I walked to the post office to mail three copies of my latest book, Of Dogs and Meaning.
It was a fine weekday morning and the last of the cherry blossoms fell like so many poems about falling cherry blossoms.
I looked across the street and saw a homeless man sitting on the sidewalk surrounded by his worldly possessions. Cherry blossoms fell on him, too. Didn’t Jesus say something about that? Or was it about rain or mercy or justice? No, that was Portia in Merchant of Venice, who gave the greatest soliloquy in the history of literature.
The man was reading a very large hardback book, a real door stopper. I was elated to see this.
I said to myself: if he’s still reading that book when I return from the post office, I will engage with him and ask him what he’s reading. I just can’t be that person who always walks by this kind of human being and says nothing if something distinctly human is going on with that person, such as reading a fat book while sitting on a sidewalk as cherry blossoms fall on him. Something like this is a human poem in motion and cries out to be observed.

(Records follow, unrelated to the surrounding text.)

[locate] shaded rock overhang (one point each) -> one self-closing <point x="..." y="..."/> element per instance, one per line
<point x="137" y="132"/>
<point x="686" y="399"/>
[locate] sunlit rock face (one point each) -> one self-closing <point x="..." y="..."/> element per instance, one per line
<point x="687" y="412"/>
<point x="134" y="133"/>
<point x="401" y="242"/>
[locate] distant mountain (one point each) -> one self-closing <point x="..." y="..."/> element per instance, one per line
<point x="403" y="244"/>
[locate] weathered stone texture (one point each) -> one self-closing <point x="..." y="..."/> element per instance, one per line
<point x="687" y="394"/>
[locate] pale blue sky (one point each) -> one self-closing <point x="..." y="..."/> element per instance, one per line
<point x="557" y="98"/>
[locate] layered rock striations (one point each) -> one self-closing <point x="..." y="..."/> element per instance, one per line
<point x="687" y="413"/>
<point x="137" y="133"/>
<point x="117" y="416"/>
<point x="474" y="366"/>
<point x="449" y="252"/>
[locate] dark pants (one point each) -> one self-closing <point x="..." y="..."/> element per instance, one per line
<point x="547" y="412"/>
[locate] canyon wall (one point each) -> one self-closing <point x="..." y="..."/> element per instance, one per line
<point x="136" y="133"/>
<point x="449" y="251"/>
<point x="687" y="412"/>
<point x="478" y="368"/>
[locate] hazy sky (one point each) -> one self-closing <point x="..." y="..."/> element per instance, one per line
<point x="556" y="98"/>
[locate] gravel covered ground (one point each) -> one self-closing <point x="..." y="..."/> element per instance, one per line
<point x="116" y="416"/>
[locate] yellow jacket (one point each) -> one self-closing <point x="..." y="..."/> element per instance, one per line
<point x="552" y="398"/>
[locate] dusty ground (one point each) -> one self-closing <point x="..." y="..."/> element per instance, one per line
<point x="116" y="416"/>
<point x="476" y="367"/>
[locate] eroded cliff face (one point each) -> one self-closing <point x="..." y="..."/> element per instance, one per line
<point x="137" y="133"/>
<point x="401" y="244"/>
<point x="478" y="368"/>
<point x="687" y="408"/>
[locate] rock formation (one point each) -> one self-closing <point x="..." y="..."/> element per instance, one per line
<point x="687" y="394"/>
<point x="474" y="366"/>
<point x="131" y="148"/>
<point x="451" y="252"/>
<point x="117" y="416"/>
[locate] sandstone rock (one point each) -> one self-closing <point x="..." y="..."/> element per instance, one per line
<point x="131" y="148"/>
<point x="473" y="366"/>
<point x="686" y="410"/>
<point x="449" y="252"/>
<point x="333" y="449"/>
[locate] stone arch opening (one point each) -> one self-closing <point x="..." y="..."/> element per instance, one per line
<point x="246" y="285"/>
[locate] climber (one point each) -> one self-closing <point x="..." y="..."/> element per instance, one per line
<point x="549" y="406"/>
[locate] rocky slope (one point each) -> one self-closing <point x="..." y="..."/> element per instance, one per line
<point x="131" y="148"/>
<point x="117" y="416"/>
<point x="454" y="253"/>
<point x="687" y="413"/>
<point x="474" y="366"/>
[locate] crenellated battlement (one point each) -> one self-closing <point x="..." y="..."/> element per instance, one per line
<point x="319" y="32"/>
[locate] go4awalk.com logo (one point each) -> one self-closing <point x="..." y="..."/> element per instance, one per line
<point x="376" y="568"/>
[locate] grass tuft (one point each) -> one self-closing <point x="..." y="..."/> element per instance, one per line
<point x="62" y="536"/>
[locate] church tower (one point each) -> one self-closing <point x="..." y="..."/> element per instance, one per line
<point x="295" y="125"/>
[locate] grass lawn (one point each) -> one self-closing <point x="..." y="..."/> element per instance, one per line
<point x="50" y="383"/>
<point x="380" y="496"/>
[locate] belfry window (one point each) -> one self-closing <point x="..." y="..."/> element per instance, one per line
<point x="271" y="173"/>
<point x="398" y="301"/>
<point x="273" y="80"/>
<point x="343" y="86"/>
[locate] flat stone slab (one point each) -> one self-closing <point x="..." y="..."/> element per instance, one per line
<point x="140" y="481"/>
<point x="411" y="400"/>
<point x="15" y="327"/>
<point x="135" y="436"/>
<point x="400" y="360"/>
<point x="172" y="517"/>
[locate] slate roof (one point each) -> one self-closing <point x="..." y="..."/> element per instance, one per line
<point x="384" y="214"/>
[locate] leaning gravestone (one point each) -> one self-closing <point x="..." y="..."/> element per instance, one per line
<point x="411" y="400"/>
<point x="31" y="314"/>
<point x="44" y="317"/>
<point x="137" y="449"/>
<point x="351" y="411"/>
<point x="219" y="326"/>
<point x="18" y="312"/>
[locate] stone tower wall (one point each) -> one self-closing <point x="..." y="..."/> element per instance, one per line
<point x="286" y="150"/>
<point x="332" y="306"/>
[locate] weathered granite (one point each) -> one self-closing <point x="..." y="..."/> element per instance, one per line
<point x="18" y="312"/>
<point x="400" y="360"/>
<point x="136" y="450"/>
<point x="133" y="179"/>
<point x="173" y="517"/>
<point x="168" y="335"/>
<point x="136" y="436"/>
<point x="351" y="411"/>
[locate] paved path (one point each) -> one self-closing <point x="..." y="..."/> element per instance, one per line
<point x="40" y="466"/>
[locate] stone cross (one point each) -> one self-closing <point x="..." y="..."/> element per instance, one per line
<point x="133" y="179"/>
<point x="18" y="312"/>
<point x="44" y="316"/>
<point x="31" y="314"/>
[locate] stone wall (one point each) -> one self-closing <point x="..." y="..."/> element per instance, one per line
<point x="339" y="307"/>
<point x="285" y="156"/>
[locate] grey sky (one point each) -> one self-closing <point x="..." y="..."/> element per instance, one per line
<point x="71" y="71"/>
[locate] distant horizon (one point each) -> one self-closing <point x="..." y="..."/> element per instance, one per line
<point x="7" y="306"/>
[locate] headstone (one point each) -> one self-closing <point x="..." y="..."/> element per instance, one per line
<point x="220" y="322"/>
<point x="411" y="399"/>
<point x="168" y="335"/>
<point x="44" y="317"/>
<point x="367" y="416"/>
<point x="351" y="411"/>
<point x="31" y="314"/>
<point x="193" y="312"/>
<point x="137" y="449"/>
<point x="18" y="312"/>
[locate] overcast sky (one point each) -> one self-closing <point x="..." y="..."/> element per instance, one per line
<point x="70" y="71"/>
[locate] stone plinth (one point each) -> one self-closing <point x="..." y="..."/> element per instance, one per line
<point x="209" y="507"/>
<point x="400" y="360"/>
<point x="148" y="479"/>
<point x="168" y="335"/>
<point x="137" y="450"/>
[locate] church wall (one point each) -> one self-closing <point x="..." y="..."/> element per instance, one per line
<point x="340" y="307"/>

I’d seen the man before. He was a regular on this sidewalk with two other homeless men. From time to time, I’d eavesdropped on their conversations as I passed them and chuckled at the outrageous profanity that accompanied their stories and insults. They were more like a comedy troupe than a trio of vagrants.
“What are you reading?” I said.
He looked up at me with an expression of joy. He pushed the book toward me.
“It’s by Jean Auel, who wrote the The Clan and the Cave Bear. This is the sixth in the series. I’ve checked them out from the library.”
I didn’t catch the title but knew the series and that each volume ran to almost 1000 pages!
“I know the books. I’ve read The Clan and the Cave Bear and loved it.”
This was true. I’d found a paperback edition in a dive bar library six months ago and read it over three-day stretch.
I said goodbye and wished him a good day. As I walked away, I overheard him explain the series to another homeless man who had been standing nearby and edged closer after I left. The last thing I heard was the sound of enthusiasm in a man’s voice.